The South Korean bond market, the total value of which is more than $2 trillion and already under stress because of the interest rates emanating from the US, was thrown into turmoil. As an article in Foreign Policy put it, “Kim’s declaration all but threw a match” into what was a “dry winter forest.”
The withdrawal of support for a supposed government-backed project cast a dark shadow over the riskier corporate bond market.
It noted that one of the safest bonds in South Korea, that issued by the Korea Electric Power Corp, saw the yield on its three-year debt climb from around 2.2 percent at the start of the year to 5.8 percent and its latest issuance, worth about $146 million, could not find a buyer.
In response to the turmoil the government and financial authorities have had to intervene. The government has provided a liquidity facility of more than 50 trillion won, equivalent to $35 billion.
The Bank of Korea has injected the equivalent of $67 billion into the short-term bond market, and South Korea’s five largest banks have stepped in to pledge $67 billion in liquidity.

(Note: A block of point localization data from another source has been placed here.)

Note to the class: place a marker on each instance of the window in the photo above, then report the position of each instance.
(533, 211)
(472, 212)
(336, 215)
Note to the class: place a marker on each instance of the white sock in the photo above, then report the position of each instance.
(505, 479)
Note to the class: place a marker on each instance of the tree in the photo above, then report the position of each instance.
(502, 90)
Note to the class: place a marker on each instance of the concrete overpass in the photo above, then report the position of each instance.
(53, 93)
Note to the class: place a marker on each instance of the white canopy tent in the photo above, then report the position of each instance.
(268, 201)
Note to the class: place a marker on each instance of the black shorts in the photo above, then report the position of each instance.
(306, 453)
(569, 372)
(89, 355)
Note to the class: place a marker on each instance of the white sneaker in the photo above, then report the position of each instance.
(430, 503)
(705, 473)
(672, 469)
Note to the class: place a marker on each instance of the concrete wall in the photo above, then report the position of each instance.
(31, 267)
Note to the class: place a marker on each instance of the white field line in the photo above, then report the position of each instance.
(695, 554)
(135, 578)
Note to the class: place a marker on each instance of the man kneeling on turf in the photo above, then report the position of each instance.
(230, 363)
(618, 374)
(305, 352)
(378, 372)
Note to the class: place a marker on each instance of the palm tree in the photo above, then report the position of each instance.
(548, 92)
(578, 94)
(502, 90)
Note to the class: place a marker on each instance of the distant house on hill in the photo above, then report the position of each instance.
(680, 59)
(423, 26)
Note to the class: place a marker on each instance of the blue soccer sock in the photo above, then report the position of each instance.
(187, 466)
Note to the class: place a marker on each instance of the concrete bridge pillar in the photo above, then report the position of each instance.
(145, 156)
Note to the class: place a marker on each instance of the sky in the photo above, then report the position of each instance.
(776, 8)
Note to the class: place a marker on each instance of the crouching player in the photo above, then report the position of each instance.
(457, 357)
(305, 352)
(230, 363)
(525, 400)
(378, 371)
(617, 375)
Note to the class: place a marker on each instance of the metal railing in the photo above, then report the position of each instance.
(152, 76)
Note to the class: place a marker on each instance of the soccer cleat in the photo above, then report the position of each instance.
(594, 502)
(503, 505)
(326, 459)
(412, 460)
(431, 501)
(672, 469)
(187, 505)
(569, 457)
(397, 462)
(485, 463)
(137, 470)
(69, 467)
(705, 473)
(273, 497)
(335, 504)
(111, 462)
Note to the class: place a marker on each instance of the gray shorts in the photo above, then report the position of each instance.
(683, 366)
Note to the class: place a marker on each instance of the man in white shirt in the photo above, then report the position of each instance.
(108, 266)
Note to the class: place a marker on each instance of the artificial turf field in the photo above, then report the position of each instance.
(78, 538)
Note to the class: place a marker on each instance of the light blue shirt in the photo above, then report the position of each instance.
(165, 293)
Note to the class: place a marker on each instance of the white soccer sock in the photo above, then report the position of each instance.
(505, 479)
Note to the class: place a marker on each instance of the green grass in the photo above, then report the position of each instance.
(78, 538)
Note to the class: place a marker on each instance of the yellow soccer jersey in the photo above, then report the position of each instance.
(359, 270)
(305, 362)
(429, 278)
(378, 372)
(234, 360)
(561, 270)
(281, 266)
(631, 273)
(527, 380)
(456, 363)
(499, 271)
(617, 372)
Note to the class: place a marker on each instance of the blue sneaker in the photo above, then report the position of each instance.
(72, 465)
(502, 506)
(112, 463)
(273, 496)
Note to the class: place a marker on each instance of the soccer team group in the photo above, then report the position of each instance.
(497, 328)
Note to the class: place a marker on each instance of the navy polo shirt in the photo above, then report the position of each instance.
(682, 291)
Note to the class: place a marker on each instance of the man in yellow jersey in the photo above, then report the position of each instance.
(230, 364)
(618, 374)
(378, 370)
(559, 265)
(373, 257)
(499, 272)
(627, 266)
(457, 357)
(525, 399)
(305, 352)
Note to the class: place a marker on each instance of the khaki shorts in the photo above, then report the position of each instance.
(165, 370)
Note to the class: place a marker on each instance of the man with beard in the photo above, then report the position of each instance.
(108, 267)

As the Foreign Policy report noted, there is an “absurdist” quality to these measures.
On the one hand, following the interest rate hikes initiated by the US Fed, the Bank of Korea has been “aggressively raising the benchmark rate to curb inflation by reducing liquidity, but on the other hand, the South Korean government is injecting liquidity to the market to stave off a total economic collapse.”
The old saying “those whom the gods would destroy they must first make mad” comes to mind.
Drawing a parallel with the UK crisis, which saw the demise of Liz Truss, and the crisis sparked by the actions of Kim, it concluded that “electing bad politicians leads to a bad economy.”
That may well be the case. But the deeper meaning of both events is that, as in the case of war, where even seemingly minor incidents can spark a full-scale military conflict, such is the brittle nature of the financial system everywhere that what might be viewed as accidents can trigger a major crisis.